Schwalmtal: Große Baustelle sorgt für Ärger

Große Baustelle sorgt für Ärger : Anwohner in End sind verzweifelt

Kanalbauarbeiten in End dauern länger als angekündigt. Für die Anwohner sind die Grundstücke schwer erreichbar, bei Regen wird die Straße zur Matschpiste, Briefe wurden nicht zugestellt, ein Rettungswagen fuhr im Kreis.

Seit Monaten wird in Schwalmtal End an einem neuen Kanal gearbeitet. Die Bürger wurden in einer Infoveranstaltung im Frühjahr informiert, dass die Straße End durch die Arbeiten lange Zeit nicht benutzbar sein werde. Mittlerweile haben die Anwohner die Nerven blank liegen. „Mit den Einkäufen müssen wir durch den Matsch laufen, wenn wir am Straßenrand des Feldes parken müssen“, berichtet eine Anwohnerin frustriert. „Das kann doch alles nicht sein, wir haben sogar eine Woche keine Post bekommen, da der Postbote nicht zu unserem Haus kam. Da waren Rechnungen und andere wichtige Briefe dabei, die wir einfach nicht erhalten haben“, beklagt sie. Der Hinweis der Post auf den Briefen lautete: „Wegen Versperrung des Weges nicht zustellbar“.

Auch Schulkinder müssten bis zur nächsten Bushaltestelle mit dem Auto gefahren werden. „Wir versinken bei Regen im Matsch“, so die Anwohnerin. Der Boden sei nicht ausreichend befestigt. „Uns wurde damals gesagt, der erste Abschnitt solle bis Ende August fertig sein. In den Sommerferien wurde drei Wochen lang nicht gearbeitet und jetzt soll die Straße nochmal aufgerissen werden“, beschwert sie sich. „Mein Schwiegervater hatte einen Herzinfarkt. Der Rettungswagen ist 20 Minuten im Kreis gefahren und hat versucht, an das Haus zu kommen.

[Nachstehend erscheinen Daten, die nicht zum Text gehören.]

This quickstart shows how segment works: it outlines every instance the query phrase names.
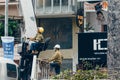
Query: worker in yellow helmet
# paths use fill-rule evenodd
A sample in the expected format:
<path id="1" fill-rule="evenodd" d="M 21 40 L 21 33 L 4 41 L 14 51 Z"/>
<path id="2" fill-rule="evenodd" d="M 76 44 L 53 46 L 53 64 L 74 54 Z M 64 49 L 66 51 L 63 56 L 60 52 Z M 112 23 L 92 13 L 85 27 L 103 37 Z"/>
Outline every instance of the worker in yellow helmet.
<path id="1" fill-rule="evenodd" d="M 30 38 L 31 41 L 34 41 L 34 43 L 32 43 L 30 46 L 30 50 L 32 51 L 32 53 L 35 53 L 37 45 L 44 42 L 44 37 L 42 35 L 43 32 L 44 32 L 44 28 L 38 27 L 36 36 L 34 38 Z"/>

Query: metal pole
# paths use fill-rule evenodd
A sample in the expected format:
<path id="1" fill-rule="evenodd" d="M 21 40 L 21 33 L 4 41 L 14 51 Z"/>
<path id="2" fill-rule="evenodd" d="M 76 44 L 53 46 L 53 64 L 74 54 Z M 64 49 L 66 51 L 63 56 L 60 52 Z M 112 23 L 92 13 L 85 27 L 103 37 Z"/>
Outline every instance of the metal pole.
<path id="1" fill-rule="evenodd" d="M 5 0 L 5 29 L 4 35 L 8 36 L 8 0 Z"/>

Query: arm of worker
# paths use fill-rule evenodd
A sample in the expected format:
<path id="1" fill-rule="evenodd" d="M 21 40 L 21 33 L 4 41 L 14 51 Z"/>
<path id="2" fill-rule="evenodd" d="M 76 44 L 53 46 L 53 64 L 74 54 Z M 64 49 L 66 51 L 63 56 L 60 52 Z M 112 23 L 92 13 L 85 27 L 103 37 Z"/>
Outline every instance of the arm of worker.
<path id="1" fill-rule="evenodd" d="M 48 62 L 54 61 L 58 57 L 58 54 L 54 54 L 50 59 L 48 59 Z"/>

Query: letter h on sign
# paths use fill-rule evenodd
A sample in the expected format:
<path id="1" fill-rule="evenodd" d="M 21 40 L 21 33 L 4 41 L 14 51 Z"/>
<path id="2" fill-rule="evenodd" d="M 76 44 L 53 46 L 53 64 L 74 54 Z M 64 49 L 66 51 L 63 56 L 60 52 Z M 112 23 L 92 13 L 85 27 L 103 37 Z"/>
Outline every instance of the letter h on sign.
<path id="1" fill-rule="evenodd" d="M 107 42 L 107 39 L 94 39 L 93 40 L 93 50 L 107 50 L 107 47 L 102 47 L 101 43 L 103 41 Z"/>

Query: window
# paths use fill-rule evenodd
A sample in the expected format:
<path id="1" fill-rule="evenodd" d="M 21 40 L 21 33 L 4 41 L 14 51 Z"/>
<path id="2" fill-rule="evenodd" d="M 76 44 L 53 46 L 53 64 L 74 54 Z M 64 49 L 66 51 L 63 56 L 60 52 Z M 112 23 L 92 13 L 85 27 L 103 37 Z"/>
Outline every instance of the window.
<path id="1" fill-rule="evenodd" d="M 62 49 L 72 48 L 72 19 L 40 19 L 40 26 L 44 27 L 44 37 L 51 37 L 49 49 L 60 44 Z"/>
<path id="2" fill-rule="evenodd" d="M 7 63 L 7 76 L 12 78 L 17 77 L 17 67 L 14 64 Z"/>

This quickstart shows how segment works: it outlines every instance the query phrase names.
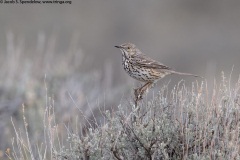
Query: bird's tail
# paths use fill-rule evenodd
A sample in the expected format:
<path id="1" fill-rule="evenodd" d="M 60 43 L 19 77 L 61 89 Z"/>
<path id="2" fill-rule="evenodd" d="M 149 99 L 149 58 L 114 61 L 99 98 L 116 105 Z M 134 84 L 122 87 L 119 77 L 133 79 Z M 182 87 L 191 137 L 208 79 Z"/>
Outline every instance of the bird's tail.
<path id="1" fill-rule="evenodd" d="M 172 74 L 178 74 L 178 75 L 194 76 L 194 77 L 203 78 L 203 77 L 201 77 L 201 76 L 198 76 L 198 75 L 195 75 L 195 74 L 191 74 L 191 73 L 182 73 L 182 72 L 177 72 L 177 71 L 170 71 L 170 73 L 172 73 Z"/>

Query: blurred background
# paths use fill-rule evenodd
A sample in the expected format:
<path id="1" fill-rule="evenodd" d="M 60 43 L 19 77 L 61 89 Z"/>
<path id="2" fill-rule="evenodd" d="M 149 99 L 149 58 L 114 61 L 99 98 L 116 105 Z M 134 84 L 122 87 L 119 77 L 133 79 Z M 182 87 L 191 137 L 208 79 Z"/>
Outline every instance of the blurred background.
<path id="1" fill-rule="evenodd" d="M 132 42 L 177 71 L 206 77 L 240 71 L 239 0 L 72 0 L 72 4 L 0 4 L 0 158 L 11 146 L 22 104 L 41 139 L 47 105 L 59 123 L 131 103 L 140 84 L 121 66 L 115 45 Z M 151 90 L 181 79 L 169 76 Z M 200 81 L 200 80 L 199 80 Z M 51 98 L 49 98 L 51 97 Z M 53 103 L 54 102 L 54 103 Z M 76 112 L 77 111 L 77 112 Z"/>

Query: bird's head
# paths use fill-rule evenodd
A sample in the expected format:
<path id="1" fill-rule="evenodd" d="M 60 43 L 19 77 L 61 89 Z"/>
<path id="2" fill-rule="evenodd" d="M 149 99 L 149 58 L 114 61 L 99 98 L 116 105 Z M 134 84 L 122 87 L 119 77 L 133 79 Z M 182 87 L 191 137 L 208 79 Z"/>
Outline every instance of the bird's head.
<path id="1" fill-rule="evenodd" d="M 122 51 L 123 56 L 125 56 L 126 58 L 131 57 L 134 54 L 138 53 L 138 49 L 136 48 L 136 46 L 132 43 L 123 43 L 119 46 L 115 46 L 116 48 L 119 48 Z"/>

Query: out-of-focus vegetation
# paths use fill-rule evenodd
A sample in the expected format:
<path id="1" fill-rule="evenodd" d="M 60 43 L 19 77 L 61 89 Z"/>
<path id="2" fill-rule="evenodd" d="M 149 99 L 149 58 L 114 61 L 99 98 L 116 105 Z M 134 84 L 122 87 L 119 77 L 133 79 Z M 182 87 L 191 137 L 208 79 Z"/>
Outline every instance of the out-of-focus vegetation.
<path id="1" fill-rule="evenodd" d="M 42 140 L 29 138 L 16 129 L 7 155 L 14 159 L 239 159 L 240 158 L 240 79 L 235 85 L 222 75 L 208 94 L 206 82 L 186 87 L 179 82 L 168 86 L 139 106 L 125 103 L 117 110 L 101 110 L 86 125 L 75 122 L 63 127 L 56 123 L 53 101 L 42 111 Z M 23 106 L 23 111 L 25 110 Z M 59 131 L 65 134 L 61 134 Z M 79 132 L 81 131 L 81 132 Z M 36 133 L 32 131 L 31 133 Z"/>

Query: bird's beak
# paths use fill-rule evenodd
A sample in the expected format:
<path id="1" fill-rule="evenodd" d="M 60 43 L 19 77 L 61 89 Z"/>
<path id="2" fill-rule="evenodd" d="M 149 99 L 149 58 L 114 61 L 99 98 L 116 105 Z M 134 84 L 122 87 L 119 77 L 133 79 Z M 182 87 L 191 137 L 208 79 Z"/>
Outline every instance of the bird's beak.
<path id="1" fill-rule="evenodd" d="M 116 47 L 116 48 L 122 48 L 121 46 L 114 46 L 114 47 Z"/>

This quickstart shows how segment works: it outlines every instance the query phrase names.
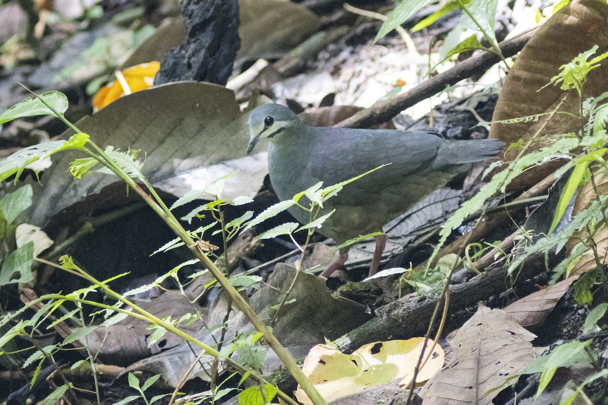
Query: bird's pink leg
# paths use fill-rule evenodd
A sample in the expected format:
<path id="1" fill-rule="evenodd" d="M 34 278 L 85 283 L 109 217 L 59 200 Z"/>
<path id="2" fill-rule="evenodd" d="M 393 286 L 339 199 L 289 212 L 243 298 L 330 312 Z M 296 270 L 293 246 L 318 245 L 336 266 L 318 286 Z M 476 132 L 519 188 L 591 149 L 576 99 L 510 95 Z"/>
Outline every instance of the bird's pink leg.
<path id="1" fill-rule="evenodd" d="M 374 250 L 374 258 L 371 259 L 371 265 L 370 266 L 370 274 L 368 277 L 371 277 L 378 272 L 382 254 L 386 247 L 386 234 L 378 235 L 376 237 L 376 250 Z"/>
<path id="2" fill-rule="evenodd" d="M 347 259 L 348 258 L 348 252 L 342 252 L 340 251 L 339 254 L 338 254 L 338 257 L 334 262 L 330 265 L 330 267 L 323 271 L 323 273 L 320 274 L 321 277 L 325 277 L 326 279 L 330 278 L 334 271 L 338 270 L 339 268 L 344 265 L 346 263 Z"/>

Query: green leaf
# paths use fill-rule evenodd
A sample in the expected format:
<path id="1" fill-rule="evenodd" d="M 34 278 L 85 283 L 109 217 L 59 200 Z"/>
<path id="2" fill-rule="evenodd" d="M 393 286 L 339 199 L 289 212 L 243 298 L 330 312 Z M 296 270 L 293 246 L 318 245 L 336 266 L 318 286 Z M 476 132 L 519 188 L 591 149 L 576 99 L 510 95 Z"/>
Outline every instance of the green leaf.
<path id="1" fill-rule="evenodd" d="M 32 262 L 34 258 L 34 242 L 29 242 L 10 253 L 0 269 L 0 285 L 27 283 L 34 279 Z"/>
<path id="2" fill-rule="evenodd" d="M 460 26 L 482 32 L 494 49 L 499 49 L 498 41 L 494 33 L 494 18 L 498 0 L 471 0 L 468 4 L 462 4 L 463 15 L 460 17 Z M 464 12 L 468 12 L 469 14 Z"/>
<path id="3" fill-rule="evenodd" d="M 595 284 L 598 276 L 598 268 L 592 269 L 584 273 L 574 283 L 573 296 L 576 304 L 579 305 L 591 305 L 593 301 L 593 295 L 591 288 Z"/>
<path id="4" fill-rule="evenodd" d="M 271 239 L 276 237 L 279 235 L 289 235 L 296 228 L 300 226 L 297 222 L 286 222 L 277 225 L 272 229 L 268 230 L 266 232 L 258 235 L 258 238 L 260 239 Z"/>
<path id="5" fill-rule="evenodd" d="M 589 163 L 601 159 L 602 155 L 607 151 L 608 151 L 608 149 L 606 148 L 594 151 L 582 157 L 581 158 L 578 159 L 575 163 L 574 170 L 572 171 L 572 174 L 568 179 L 568 181 L 566 182 L 566 185 L 564 186 L 564 190 L 559 196 L 559 201 L 558 202 L 558 206 L 555 209 L 555 215 L 553 216 L 553 221 L 551 222 L 551 227 L 549 228 L 548 234 L 550 235 L 555 230 L 555 227 L 559 223 L 559 220 L 562 219 L 564 213 L 567 209 L 568 205 L 570 203 L 572 196 L 576 192 L 579 185 L 581 184 L 581 181 L 584 177 L 585 172 L 587 171 L 587 168 L 589 165 Z"/>
<path id="6" fill-rule="evenodd" d="M 274 386 L 266 384 L 262 387 L 249 387 L 238 394 L 238 405 L 264 405 L 269 404 L 278 390 Z M 263 392 L 263 395 L 262 393 Z M 264 401 L 264 400 L 266 401 Z"/>
<path id="7" fill-rule="evenodd" d="M 276 204 L 274 204 L 274 205 L 271 205 L 247 223 L 247 226 L 243 229 L 243 231 L 246 231 L 258 223 L 261 223 L 267 219 L 276 216 L 277 214 L 282 213 L 289 207 L 295 205 L 295 202 L 293 200 L 286 200 L 285 201 L 281 201 Z"/>
<path id="8" fill-rule="evenodd" d="M 152 335 L 148 338 L 148 348 L 150 349 L 152 347 L 152 345 L 161 340 L 161 338 L 165 336 L 166 333 L 167 329 L 160 326 L 156 327 L 154 332 L 152 332 Z M 145 389 L 142 389 L 145 390 Z"/>
<path id="9" fill-rule="evenodd" d="M 389 15 L 386 21 L 382 24 L 374 39 L 375 43 L 378 39 L 385 36 L 398 26 L 407 21 L 416 12 L 423 8 L 430 0 L 404 0 L 395 8 Z"/>
<path id="10" fill-rule="evenodd" d="M 58 387 L 56 390 L 49 394 L 49 396 L 43 401 L 42 405 L 55 405 L 55 403 L 61 399 L 66 391 L 72 387 L 72 383 L 70 383 L 69 384 L 69 386 L 67 384 L 64 384 Z"/>
<path id="11" fill-rule="evenodd" d="M 135 401 L 136 400 L 139 398 L 141 398 L 141 396 L 140 396 L 139 395 L 131 395 L 131 396 L 127 396 L 122 401 L 119 401 L 114 405 L 125 405 L 125 404 L 128 404 L 131 401 Z"/>
<path id="12" fill-rule="evenodd" d="M 374 232 L 373 233 L 368 233 L 367 235 L 359 235 L 357 237 L 353 238 L 352 239 L 349 239 L 348 240 L 347 240 L 342 245 L 337 246 L 335 248 L 335 250 L 339 250 L 340 249 L 342 249 L 342 248 L 345 248 L 347 246 L 350 246 L 351 245 L 354 245 L 354 243 L 358 243 L 362 240 L 368 239 L 369 238 L 373 237 L 374 236 L 378 236 L 379 235 L 384 235 L 384 232 Z"/>
<path id="13" fill-rule="evenodd" d="M 327 219 L 331 217 L 331 214 L 335 212 L 336 210 L 334 209 L 331 213 L 326 214 L 322 217 L 319 217 L 319 218 L 314 220 L 312 222 L 309 222 L 305 225 L 302 225 L 299 228 L 298 228 L 298 230 L 297 230 L 296 232 L 300 232 L 300 231 L 308 229 L 309 228 L 321 228 L 322 225 L 323 225 L 323 223 L 325 222 L 327 220 Z"/>
<path id="14" fill-rule="evenodd" d="M 99 161 L 93 157 L 76 159 L 70 163 L 70 173 L 76 179 L 81 179 L 83 174 L 86 174 L 98 163 Z"/>
<path id="15" fill-rule="evenodd" d="M 234 228 L 238 228 L 243 224 L 245 221 L 249 220 L 254 216 L 254 211 L 248 211 L 238 218 L 235 218 L 232 221 L 226 224 L 226 229 L 231 230 Z"/>
<path id="16" fill-rule="evenodd" d="M 446 55 L 445 59 L 447 59 L 451 56 L 457 55 L 458 53 L 460 53 L 461 52 L 466 52 L 469 50 L 477 50 L 477 49 L 488 50 L 488 48 L 482 45 L 481 43 L 479 42 L 479 40 L 477 39 L 477 36 L 474 34 L 454 47 L 452 48 L 452 49 L 447 52 L 447 55 Z"/>
<path id="17" fill-rule="evenodd" d="M 89 333 L 95 330 L 97 328 L 96 326 L 89 326 L 85 328 L 80 328 L 77 330 L 75 332 L 72 332 L 63 339 L 63 344 L 67 344 L 69 343 L 72 343 L 75 341 L 79 340 L 82 338 L 84 338 Z M 84 342 L 83 342 L 84 343 Z"/>
<path id="18" fill-rule="evenodd" d="M 254 200 L 250 197 L 247 197 L 247 196 L 239 196 L 238 197 L 235 197 L 232 201 L 230 202 L 230 205 L 244 205 L 245 204 L 249 204 Z"/>
<path id="19" fill-rule="evenodd" d="M 589 333 L 593 328 L 593 327 L 596 326 L 598 321 L 602 319 L 602 317 L 606 313 L 606 310 L 608 310 L 608 304 L 606 302 L 602 302 L 591 310 L 589 311 L 589 315 L 587 316 L 587 319 L 585 319 L 585 324 L 582 326 L 582 333 Z"/>
<path id="20" fill-rule="evenodd" d="M 38 95 L 36 98 L 28 97 L 9 108 L 0 115 L 0 124 L 23 117 L 35 115 L 57 117 L 50 109 L 44 105 L 40 98 L 44 100 L 60 114 L 63 114 L 67 109 L 67 97 L 64 94 L 57 91 L 46 92 Z"/>
<path id="21" fill-rule="evenodd" d="M 553 378 L 558 368 L 563 367 L 563 365 L 567 364 L 570 359 L 580 353 L 581 351 L 584 350 L 585 348 L 591 343 L 591 340 L 588 340 L 586 342 L 573 341 L 558 346 L 549 354 L 542 373 L 541 374 L 536 398 L 537 398 L 539 395 L 542 393 L 547 386 L 551 382 L 551 379 Z M 590 362 L 591 361 L 592 359 L 590 358 L 589 362 Z"/>
<path id="22" fill-rule="evenodd" d="M 471 0 L 461 0 L 463 3 L 465 4 L 469 2 Z M 460 1 L 459 0 L 449 0 L 447 2 L 441 6 L 441 8 L 435 12 L 430 16 L 426 17 L 421 21 L 416 24 L 415 26 L 412 27 L 410 30 L 412 32 L 416 32 L 416 31 L 420 31 L 423 28 L 426 28 L 430 24 L 433 24 L 438 19 L 447 15 L 450 13 L 456 10 L 460 9 Z"/>
<path id="23" fill-rule="evenodd" d="M 157 374 L 156 375 L 153 375 L 148 379 L 147 379 L 146 382 L 143 383 L 143 386 L 142 386 L 142 390 L 145 391 L 147 389 L 151 387 L 153 384 L 158 381 L 158 379 L 160 378 L 161 378 L 161 375 Z"/>
<path id="24" fill-rule="evenodd" d="M 249 287 L 252 285 L 256 285 L 262 281 L 262 277 L 260 276 L 247 276 L 245 274 L 239 274 L 231 277 L 229 279 L 230 284 L 234 287 Z"/>
<path id="25" fill-rule="evenodd" d="M 7 222 L 12 223 L 19 214 L 32 206 L 33 195 L 32 186 L 26 184 L 13 192 L 6 194 L 0 200 L 0 207 Z"/>
<path id="26" fill-rule="evenodd" d="M 129 373 L 129 386 L 133 389 L 137 390 L 140 392 L 142 392 L 141 389 L 139 387 L 139 380 L 137 379 L 137 378 L 133 373 Z"/>

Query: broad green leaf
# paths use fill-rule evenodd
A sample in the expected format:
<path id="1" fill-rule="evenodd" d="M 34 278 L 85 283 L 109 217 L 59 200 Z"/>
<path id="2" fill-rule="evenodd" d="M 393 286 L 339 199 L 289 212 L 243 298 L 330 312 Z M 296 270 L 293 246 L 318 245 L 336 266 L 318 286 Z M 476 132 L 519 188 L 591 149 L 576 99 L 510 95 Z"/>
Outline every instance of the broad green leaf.
<path id="1" fill-rule="evenodd" d="M 574 341 L 558 346 L 548 355 L 548 358 L 545 364 L 542 373 L 541 374 L 536 398 L 538 398 L 539 395 L 542 393 L 547 386 L 551 382 L 551 379 L 553 378 L 558 368 L 567 364 L 570 359 L 584 350 L 590 343 L 591 343 L 590 340 L 586 342 Z M 591 360 L 592 359 L 590 358 L 590 362 Z"/>
<path id="2" fill-rule="evenodd" d="M 305 225 L 302 225 L 300 226 L 296 232 L 299 232 L 303 230 L 309 229 L 310 228 L 321 228 L 323 225 L 323 223 L 325 222 L 328 218 L 331 216 L 331 214 L 336 212 L 336 210 L 333 210 L 331 213 L 326 214 L 325 215 L 319 217 L 317 219 L 314 220 L 312 222 L 309 222 Z"/>
<path id="3" fill-rule="evenodd" d="M 461 0 L 460 1 L 459 1 L 459 0 L 449 0 L 441 6 L 441 9 L 416 24 L 415 26 L 412 27 L 412 29 L 410 30 L 412 32 L 416 32 L 416 31 L 420 31 L 423 28 L 426 28 L 441 17 L 447 15 L 453 11 L 460 10 L 460 2 L 463 2 L 466 4 L 470 1 L 471 0 Z"/>
<path id="4" fill-rule="evenodd" d="M 416 12 L 423 8 L 430 0 L 403 0 L 387 16 L 386 21 L 382 23 L 374 42 L 384 37 L 398 26 L 407 21 Z"/>
<path id="5" fill-rule="evenodd" d="M 597 324 L 598 321 L 602 319 L 606 313 L 606 310 L 608 310 L 608 304 L 606 302 L 602 302 L 591 310 L 589 315 L 587 316 L 587 319 L 585 319 L 585 323 L 582 326 L 582 333 L 587 333 L 593 328 L 593 327 L 599 326 Z"/>
<path id="6" fill-rule="evenodd" d="M 64 94 L 57 91 L 47 92 L 38 95 L 36 98 L 28 97 L 21 103 L 9 108 L 2 115 L 0 115 L 0 124 L 4 124 L 5 122 L 23 117 L 33 117 L 35 115 L 57 117 L 50 109 L 43 103 L 40 98 L 44 100 L 60 114 L 63 114 L 67 109 L 67 97 Z"/>
<path id="7" fill-rule="evenodd" d="M 36 160 L 44 160 L 57 152 L 81 149 L 88 139 L 89 135 L 81 132 L 72 135 L 67 141 L 45 142 L 15 152 L 0 162 L 0 181 L 15 174 L 16 179 L 18 179 L 28 165 Z M 35 169 L 34 171 L 37 174 L 40 171 Z"/>
<path id="8" fill-rule="evenodd" d="M 466 4 L 464 2 L 461 4 L 463 14 L 460 17 L 460 26 L 482 32 L 495 49 L 498 48 L 494 33 L 497 4 L 498 0 L 471 0 Z"/>
<path id="9" fill-rule="evenodd" d="M 44 398 L 44 400 L 42 402 L 42 405 L 55 405 L 61 397 L 63 396 L 63 394 L 66 393 L 69 388 L 72 386 L 72 383 L 69 383 L 69 386 L 67 384 L 64 384 L 56 390 L 49 394 L 49 396 Z"/>
<path id="10" fill-rule="evenodd" d="M 286 222 L 263 232 L 258 235 L 258 237 L 260 239 L 271 239 L 279 235 L 289 235 L 299 226 L 300 224 L 297 222 Z"/>
<path id="11" fill-rule="evenodd" d="M 33 194 L 32 186 L 27 184 L 6 194 L 0 200 L 0 206 L 7 222 L 12 223 L 19 214 L 32 206 Z"/>
<path id="12" fill-rule="evenodd" d="M 373 237 L 374 236 L 378 236 L 379 235 L 384 235 L 384 232 L 374 232 L 373 233 L 369 233 L 369 234 L 367 234 L 367 235 L 359 235 L 357 237 L 353 238 L 352 239 L 350 239 L 348 240 L 347 240 L 346 242 L 345 242 L 342 245 L 340 245 L 339 246 L 336 247 L 336 248 L 334 248 L 334 250 L 339 250 L 339 249 L 342 249 L 342 248 L 345 248 L 347 246 L 350 246 L 351 245 L 354 245 L 354 243 L 358 243 L 359 242 L 361 242 L 362 240 L 365 240 L 365 239 L 368 239 L 370 237 Z"/>
<path id="13" fill-rule="evenodd" d="M 34 279 L 32 262 L 34 258 L 34 242 L 30 242 L 10 253 L 0 269 L 0 285 L 27 283 Z"/>
<path id="14" fill-rule="evenodd" d="M 249 387 L 238 394 L 238 405 L 264 405 L 269 404 L 277 395 L 278 390 L 269 384 L 262 387 Z M 264 393 L 263 395 L 262 392 Z M 266 401 L 264 402 L 264 400 Z"/>
<path id="15" fill-rule="evenodd" d="M 255 217 L 253 220 L 252 220 L 247 226 L 243 229 L 243 231 L 246 231 L 250 228 L 254 226 L 258 223 L 261 223 L 264 221 L 276 216 L 277 214 L 282 213 L 288 208 L 293 205 L 295 205 L 295 202 L 293 200 L 286 200 L 285 201 L 281 201 L 274 205 L 271 205 L 268 207 L 263 211 L 262 211 L 258 216 Z"/>

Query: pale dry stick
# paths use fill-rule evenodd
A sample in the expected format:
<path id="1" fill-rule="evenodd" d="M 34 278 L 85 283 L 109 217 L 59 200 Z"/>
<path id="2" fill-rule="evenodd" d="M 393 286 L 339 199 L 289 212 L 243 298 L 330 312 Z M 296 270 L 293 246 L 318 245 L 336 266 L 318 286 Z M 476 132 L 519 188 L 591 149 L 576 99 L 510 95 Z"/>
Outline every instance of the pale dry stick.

Dirk Lankes von den Schwalmtalwerken bedauert die Unannehmlichkeiten, die sich aber nicht vermeiden ließen. „Die vorgetragenen Anliegen und Anmerkungen der Anwohner sind der Bauleitung als auch der Baufirma nicht bekannt. Die ausführenden Personen sind bestrebt, alle Einwände und Probleme gemeinschaftlich mit den Anwohnern zu lösen. Durch die Bautätigkeit kommt es zu Beeinträchtigungen der Erreichbarkeit der Grundstücke. Diese wird auf einen minimalen Zeitraum begrenzt. Ansprechpartner der beauftragten Baufirma sind täglich vor Ort im Baucontainer oder auf der Baustelle ansprechbar“, betont Frank Lüpges von den Schwalmtalwerken.

Die Bauabschnitte 1 und 2 haben mittlerweile eine bituminöse Tragschicht erhalten. Damit sei der größte Teil der Ortslage nunmehr sauberen Fußes erreichbar. Die Anlieger könnten über die erstellte Umfahrung erreicht werden. „Partiell gesperrte Bereiche sind im Zuge des Kanal- und Straßenbaus nicht zu verhindern“, so Lüpges. Leider sei es durch zusätzliche umfangreiche Arbeiten zu Verzögerungen im Bauablauf gekommen. Gemäß Baubeschreibung könne es sein, dass die Deckschicht aufgrund der Witterung erst im kommenden Jahr eingebaut werden könne. Der Einbau der bituminösen Tragschicht hingegen solle noch in diesem Jahr erfolgen. Die Anwohner werden sich wohl noch einige Monate mit der Baustelle herumärgern müssen.